- Born: Giles William Thomas Foden 11 January 1967 (age 59) Warwickshire, England
- Education: Yarlet Hall Malvern College
- Alma mater: Fitzwilliam College, Cambridge St John's College, Cambridge
- Occupations: Writer; Professor of Creative Writing at the University of East Anglia
- Notable work: The Last King of Scotland (1998)
- Awards: Whitbread First Novel Award; Betty Trask Award; Somerset Maugham Award; Winifred Holtby Memorial Prize

= Giles Foden =

English author

Giles Foden (born 11 January 1967) is an English author, best known for his novel The Last King of Scotland (1998).

==Biography==

Malvern College

Giles William Thomas Foden was born in Warwickshire in 1967, the son of Jonathan, an agricultural adviser, and Mary, a farmer. On his grandfather's death, the family sold their farm and in 1972 moved to Malawi in south-eastern Africa. Foden was educated at Yarlet Hall and Malvern College boarding schools, then at Fitzwilliam College, Cambridge, where he read English, and at St John's College, Cambridge.

Foden first worked as a journalist for Media Week magazine. He later became an assistant editor on The Times Literary Supplement and, between 1995 and 2006, was deputy literary editor at The Guardian. Formerly a Fellow in Creative and Performing Arts at Royal Holloway, University of London, and now Professor of Creative Writing at the University of East Anglia, he continues to contribute to The Guardian and other periodicals.
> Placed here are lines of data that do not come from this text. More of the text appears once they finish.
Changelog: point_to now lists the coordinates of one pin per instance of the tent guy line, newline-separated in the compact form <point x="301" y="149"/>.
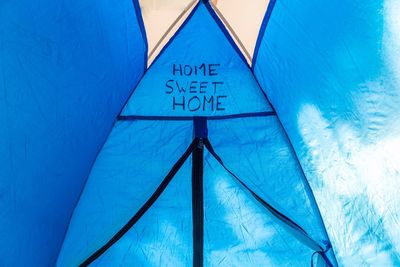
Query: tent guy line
<point x="186" y="118"/>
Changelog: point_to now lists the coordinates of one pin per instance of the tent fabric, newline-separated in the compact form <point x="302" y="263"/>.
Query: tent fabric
<point x="66" y="69"/>
<point x="334" y="82"/>
<point x="244" y="18"/>
<point x="157" y="116"/>
<point x="170" y="16"/>
<point x="202" y="137"/>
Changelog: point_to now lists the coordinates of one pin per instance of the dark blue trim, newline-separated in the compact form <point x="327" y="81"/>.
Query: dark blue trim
<point x="225" y="31"/>
<point x="261" y="33"/>
<point x="176" y="33"/>
<point x="139" y="18"/>
<point x="200" y="127"/>
<point x="145" y="207"/>
<point x="186" y="118"/>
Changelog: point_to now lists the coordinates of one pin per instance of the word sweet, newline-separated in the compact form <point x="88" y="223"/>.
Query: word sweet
<point x="193" y="89"/>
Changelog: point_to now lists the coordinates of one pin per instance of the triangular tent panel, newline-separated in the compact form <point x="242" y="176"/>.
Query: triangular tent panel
<point x="125" y="175"/>
<point x="131" y="179"/>
<point x="195" y="75"/>
<point x="199" y="133"/>
<point x="239" y="231"/>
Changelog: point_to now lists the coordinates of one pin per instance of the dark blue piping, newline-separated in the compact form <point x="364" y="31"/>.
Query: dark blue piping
<point x="225" y="31"/>
<point x="186" y="118"/>
<point x="176" y="33"/>
<point x="264" y="25"/>
<point x="139" y="18"/>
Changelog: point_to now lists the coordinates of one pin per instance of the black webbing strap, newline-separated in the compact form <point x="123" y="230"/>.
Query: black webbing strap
<point x="297" y="232"/>
<point x="160" y="189"/>
<point x="198" y="205"/>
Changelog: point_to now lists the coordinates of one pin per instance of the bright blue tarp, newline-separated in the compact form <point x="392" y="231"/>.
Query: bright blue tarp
<point x="66" y="69"/>
<point x="71" y="175"/>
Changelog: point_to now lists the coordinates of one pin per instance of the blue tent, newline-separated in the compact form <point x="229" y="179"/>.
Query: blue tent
<point x="201" y="153"/>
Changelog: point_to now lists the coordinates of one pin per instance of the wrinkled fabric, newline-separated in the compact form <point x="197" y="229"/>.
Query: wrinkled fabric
<point x="331" y="70"/>
<point x="153" y="133"/>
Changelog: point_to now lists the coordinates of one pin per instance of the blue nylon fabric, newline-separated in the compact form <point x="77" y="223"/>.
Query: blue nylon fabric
<point x="133" y="162"/>
<point x="199" y="41"/>
<point x="238" y="231"/>
<point x="262" y="158"/>
<point x="331" y="70"/>
<point x="66" y="69"/>
<point x="163" y="236"/>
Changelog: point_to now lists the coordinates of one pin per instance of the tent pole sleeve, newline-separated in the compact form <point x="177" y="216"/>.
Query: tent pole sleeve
<point x="198" y="205"/>
<point x="296" y="230"/>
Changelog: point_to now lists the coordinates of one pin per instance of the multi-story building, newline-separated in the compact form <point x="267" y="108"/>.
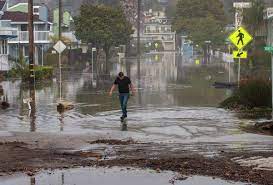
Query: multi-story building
<point x="15" y="19"/>
<point x="6" y="33"/>
<point x="157" y="27"/>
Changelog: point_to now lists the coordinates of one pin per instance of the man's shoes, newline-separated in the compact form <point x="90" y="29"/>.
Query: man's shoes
<point x="122" y="118"/>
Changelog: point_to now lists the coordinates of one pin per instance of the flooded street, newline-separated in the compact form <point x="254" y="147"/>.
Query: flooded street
<point x="173" y="116"/>
<point x="114" y="176"/>
<point x="175" y="103"/>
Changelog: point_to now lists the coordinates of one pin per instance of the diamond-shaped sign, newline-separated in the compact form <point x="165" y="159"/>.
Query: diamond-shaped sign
<point x="240" y="38"/>
<point x="59" y="46"/>
<point x="239" y="54"/>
Foden's first novel, The Last King of Scotland (1998), is set during Idi Amin's rule of Uganda in the 1970s. It won the Whitbread First Novel Award, a Somerset Maugham Award, a Betty Trask Award and the Winifred Holtby Memorial Prize. The feature film, The Last King of Scotland (2006), starring Forest Whitaker, is based on Foden's novel with considerable differences, and Foden himself makes a brief cameo as a journalist at one of Amin's press conferences. His second novel, Ladysmith (1999), is set during the Anglo-Boer War in 1899 and tells the story of a young woman, Bella Kiernan, who becomes caught up in the Siege of Ladysmith. The book was inspired by letters written by Foden's great-grandfather, Arthur Foden, a British soldier in the Imperial Yeomanry in South Africa during the conflict.
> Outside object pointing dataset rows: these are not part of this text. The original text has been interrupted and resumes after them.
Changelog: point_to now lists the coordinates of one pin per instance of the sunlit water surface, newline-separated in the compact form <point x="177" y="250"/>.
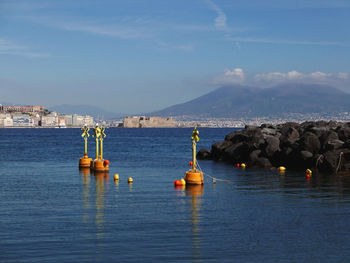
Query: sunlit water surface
<point x="52" y="212"/>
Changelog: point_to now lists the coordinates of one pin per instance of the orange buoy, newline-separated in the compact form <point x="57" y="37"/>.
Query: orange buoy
<point x="194" y="177"/>
<point x="177" y="183"/>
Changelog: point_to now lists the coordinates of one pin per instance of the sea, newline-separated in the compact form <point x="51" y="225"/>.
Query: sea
<point x="50" y="211"/>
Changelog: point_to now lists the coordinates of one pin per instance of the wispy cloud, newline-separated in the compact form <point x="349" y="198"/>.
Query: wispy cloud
<point x="9" y="48"/>
<point x="238" y="76"/>
<point x="220" y="20"/>
<point x="235" y="76"/>
<point x="295" y="76"/>
<point x="112" y="31"/>
<point x="183" y="47"/>
<point x="286" y="42"/>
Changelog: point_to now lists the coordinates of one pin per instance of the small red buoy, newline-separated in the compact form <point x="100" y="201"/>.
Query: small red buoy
<point x="177" y="182"/>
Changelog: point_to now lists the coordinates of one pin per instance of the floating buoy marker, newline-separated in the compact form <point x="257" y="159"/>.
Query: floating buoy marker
<point x="282" y="169"/>
<point x="194" y="176"/>
<point x="85" y="162"/>
<point x="308" y="173"/>
<point x="99" y="164"/>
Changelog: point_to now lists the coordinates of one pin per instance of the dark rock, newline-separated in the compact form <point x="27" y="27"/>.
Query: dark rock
<point x="310" y="142"/>
<point x="272" y="145"/>
<point x="306" y="155"/>
<point x="328" y="136"/>
<point x="237" y="137"/>
<point x="203" y="154"/>
<point x="344" y="133"/>
<point x="289" y="136"/>
<point x="237" y="153"/>
<point x="262" y="162"/>
<point x="218" y="148"/>
<point x="333" y="145"/>
<point x="313" y="145"/>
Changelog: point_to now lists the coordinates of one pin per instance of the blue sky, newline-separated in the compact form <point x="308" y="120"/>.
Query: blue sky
<point x="138" y="56"/>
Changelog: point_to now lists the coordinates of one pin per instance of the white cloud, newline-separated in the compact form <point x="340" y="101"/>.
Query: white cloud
<point x="286" y="41"/>
<point x="168" y="46"/>
<point x="9" y="48"/>
<point x="235" y="76"/>
<point x="274" y="78"/>
<point x="269" y="79"/>
<point x="220" y="20"/>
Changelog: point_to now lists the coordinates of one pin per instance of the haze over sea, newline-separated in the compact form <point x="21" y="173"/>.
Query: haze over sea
<point x="52" y="212"/>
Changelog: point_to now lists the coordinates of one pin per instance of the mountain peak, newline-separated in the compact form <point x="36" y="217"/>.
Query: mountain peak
<point x="248" y="101"/>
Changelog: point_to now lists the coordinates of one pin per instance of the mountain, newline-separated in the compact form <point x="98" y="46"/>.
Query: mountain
<point x="245" y="101"/>
<point x="85" y="110"/>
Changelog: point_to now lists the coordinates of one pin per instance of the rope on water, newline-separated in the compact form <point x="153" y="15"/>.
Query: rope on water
<point x="319" y="159"/>
<point x="339" y="162"/>
<point x="213" y="178"/>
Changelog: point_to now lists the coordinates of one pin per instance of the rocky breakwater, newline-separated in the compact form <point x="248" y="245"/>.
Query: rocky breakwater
<point x="321" y="146"/>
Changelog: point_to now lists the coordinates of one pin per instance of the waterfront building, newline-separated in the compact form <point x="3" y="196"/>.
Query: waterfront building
<point x="22" y="109"/>
<point x="22" y="120"/>
<point x="6" y="120"/>
<point x="50" y="120"/>
<point x="148" y="122"/>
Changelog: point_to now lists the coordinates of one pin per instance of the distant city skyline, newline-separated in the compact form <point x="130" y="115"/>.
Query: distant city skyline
<point x="142" y="56"/>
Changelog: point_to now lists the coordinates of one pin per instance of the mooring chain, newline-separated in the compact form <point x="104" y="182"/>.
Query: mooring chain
<point x="85" y="133"/>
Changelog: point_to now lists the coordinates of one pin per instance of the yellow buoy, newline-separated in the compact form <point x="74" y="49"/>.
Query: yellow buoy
<point x="183" y="181"/>
<point x="282" y="169"/>
<point x="308" y="172"/>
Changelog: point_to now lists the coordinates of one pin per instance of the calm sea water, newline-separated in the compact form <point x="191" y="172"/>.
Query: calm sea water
<point x="52" y="212"/>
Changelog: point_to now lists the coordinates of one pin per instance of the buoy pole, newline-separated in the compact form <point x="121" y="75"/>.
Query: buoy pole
<point x="97" y="148"/>
<point x="193" y="155"/>
<point x="101" y="148"/>
<point x="85" y="149"/>
<point x="194" y="176"/>
<point x="85" y="162"/>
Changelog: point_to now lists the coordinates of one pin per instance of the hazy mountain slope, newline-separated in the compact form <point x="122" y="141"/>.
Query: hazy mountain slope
<point x="85" y="110"/>
<point x="251" y="101"/>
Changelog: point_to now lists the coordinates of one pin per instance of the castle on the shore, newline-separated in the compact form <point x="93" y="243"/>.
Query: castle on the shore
<point x="37" y="116"/>
<point x="148" y="122"/>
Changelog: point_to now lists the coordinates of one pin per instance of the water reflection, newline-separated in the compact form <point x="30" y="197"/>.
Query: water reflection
<point x="297" y="184"/>
<point x="195" y="191"/>
<point x="101" y="182"/>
Giles Foden edited The Guardian Century (1999), a collection of the best reportage and feature-writing published in the newspaper during the twentieth century, and he contributed a short story to The Weekenders: Travels in the Heart of Africa, a collection of short fiction set in Africa by various contemporary writers. Zanzibar (2002), is set in east Africa and explores the events surrounding the bombings of American embassies in 1998. Mimi and Toutou Go Forth: The Bizarre Battle for Lake Tanganyika, was published in 2004.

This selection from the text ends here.